As I work through my current events backlog after coming back to the office, I wanted to call out this press release from  Microsoft re: their recent deal with comScore to provide enhanced R/F and audience composition tools for branding-focused media buyers.  The release highlights a theme we are passionate about at Brand.net and have mentioned time and again on this page:  online advertising lacks brand-friendly metrics and tools, which makes it too difficult for brand buyers to plan and manage campaigns in a manner consistent with the rest of their (primarily offline) spend.   These metrics and tools position brand marketers to deliver real business results and are essential in helping brand budgets follow audiences online.  Our friends at Microsoft were even kind enough to quote our analysis estimating only 5% of brand budgets have yet made this transition.  As today’s Wall Street Journal also observed, this represents a major opportunity for all the players in the space.  It’s great to see the online ad industry increasingly recognizing the brand challenge/opportunity and mobilizing to address it!

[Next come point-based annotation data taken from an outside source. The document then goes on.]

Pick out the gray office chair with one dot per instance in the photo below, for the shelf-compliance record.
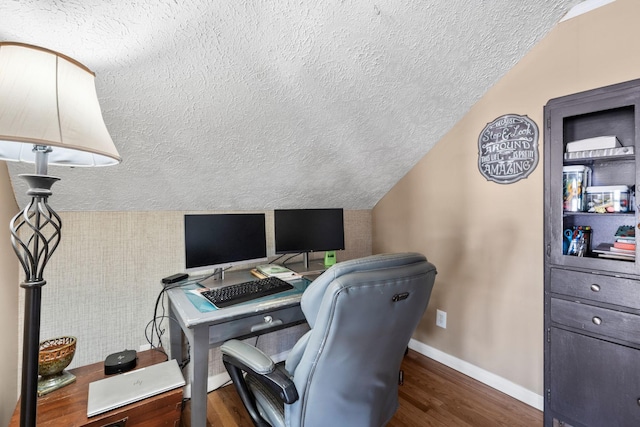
(345, 370)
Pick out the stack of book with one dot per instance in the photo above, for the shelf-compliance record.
(623, 247)
(275, 270)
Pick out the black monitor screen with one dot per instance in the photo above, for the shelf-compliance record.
(308, 230)
(221, 240)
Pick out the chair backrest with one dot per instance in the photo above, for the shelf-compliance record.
(362, 314)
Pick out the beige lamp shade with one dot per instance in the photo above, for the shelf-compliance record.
(49, 99)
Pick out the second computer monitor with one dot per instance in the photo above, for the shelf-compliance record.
(308, 230)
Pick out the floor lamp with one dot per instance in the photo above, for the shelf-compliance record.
(49, 115)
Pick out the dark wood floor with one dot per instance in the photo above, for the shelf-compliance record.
(432, 395)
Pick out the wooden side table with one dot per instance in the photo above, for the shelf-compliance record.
(68, 405)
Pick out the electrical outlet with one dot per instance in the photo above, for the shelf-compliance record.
(441, 319)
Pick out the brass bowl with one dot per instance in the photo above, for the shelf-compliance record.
(55, 355)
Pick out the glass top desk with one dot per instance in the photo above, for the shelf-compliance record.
(206, 327)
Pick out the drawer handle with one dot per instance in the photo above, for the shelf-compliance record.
(268, 323)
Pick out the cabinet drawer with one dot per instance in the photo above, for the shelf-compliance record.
(607, 289)
(612, 323)
(258, 323)
(593, 382)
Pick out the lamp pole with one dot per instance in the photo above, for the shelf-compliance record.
(35, 235)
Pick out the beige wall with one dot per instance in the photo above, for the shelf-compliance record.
(486, 239)
(8, 302)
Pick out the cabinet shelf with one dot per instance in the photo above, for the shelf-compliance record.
(595, 160)
(591, 302)
(630, 214)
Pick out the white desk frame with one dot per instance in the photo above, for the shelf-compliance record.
(212, 329)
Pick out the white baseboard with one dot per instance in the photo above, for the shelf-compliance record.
(492, 380)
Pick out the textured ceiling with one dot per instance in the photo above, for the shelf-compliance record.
(256, 105)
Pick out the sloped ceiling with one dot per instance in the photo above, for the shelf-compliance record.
(257, 105)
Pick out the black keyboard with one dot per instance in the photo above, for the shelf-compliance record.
(247, 291)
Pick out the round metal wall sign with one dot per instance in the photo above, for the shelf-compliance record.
(508, 149)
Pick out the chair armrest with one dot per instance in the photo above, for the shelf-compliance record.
(249, 355)
(240, 357)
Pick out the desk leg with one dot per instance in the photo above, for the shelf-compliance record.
(175, 337)
(199, 372)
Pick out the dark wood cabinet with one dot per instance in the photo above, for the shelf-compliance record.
(592, 301)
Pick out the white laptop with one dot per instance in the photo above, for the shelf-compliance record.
(123, 389)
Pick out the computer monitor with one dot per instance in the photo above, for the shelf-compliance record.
(308, 230)
(219, 241)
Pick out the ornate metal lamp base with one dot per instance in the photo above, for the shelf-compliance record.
(53, 382)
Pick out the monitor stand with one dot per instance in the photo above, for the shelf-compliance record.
(314, 266)
(218, 274)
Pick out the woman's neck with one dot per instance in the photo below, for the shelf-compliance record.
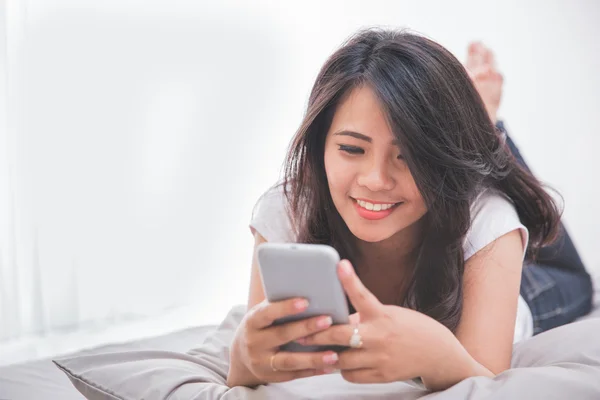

How Big is Your Ad Network?

Over the weekend, I read an interesting iMedia post from last Thursday.  The author directly and convincingly challenges the importance that many seem to place on the comScore unique reach numbers as a basis of comparison for ad networks.  I have been thinking about this for a while and I agree that raw reach on comScore is a very narrow gauge at best and extremely flawed at worst.  Of all of his ideas, I think the most interesting is rating networks by renewal rate.  I think the important high-level point there is to include a notion of quality, which has been sorely lacking in all of these measurements.  In evaluating and comparing networks, is 1M uniques reached in below the fold placements on second tier social network sites the same as 1M uniques reached in branded, contextually relevant women’s lifestyle content?  Is 1M uniques reached for P&G on the first of many campaigns the same as 1M uniques reached for a predatory debt consolidation company who cancelled halfway through the campaign and never came back?  For some perhaps, but for most of the Ad Age 100 the answer to both questions is “no”.  I would also echo the author’s point about the overlap among networks.  Overlap affects the aggregate reach & frequency of a campaign, so unless a marketer is running a  CPA campaign they need to push their media partners for reach commitments on a campaign by campaign basis.  As the author points out, the overall reach of a network should be much less important to a marketer than the network’s reach on that marketer’s campaign.  Smooth, complete delivery with tightly managed frequency should be the expectation on every campaign.  High quality campaigns running in high quality inventory with high quality execution – now that’s a good basis for comparison.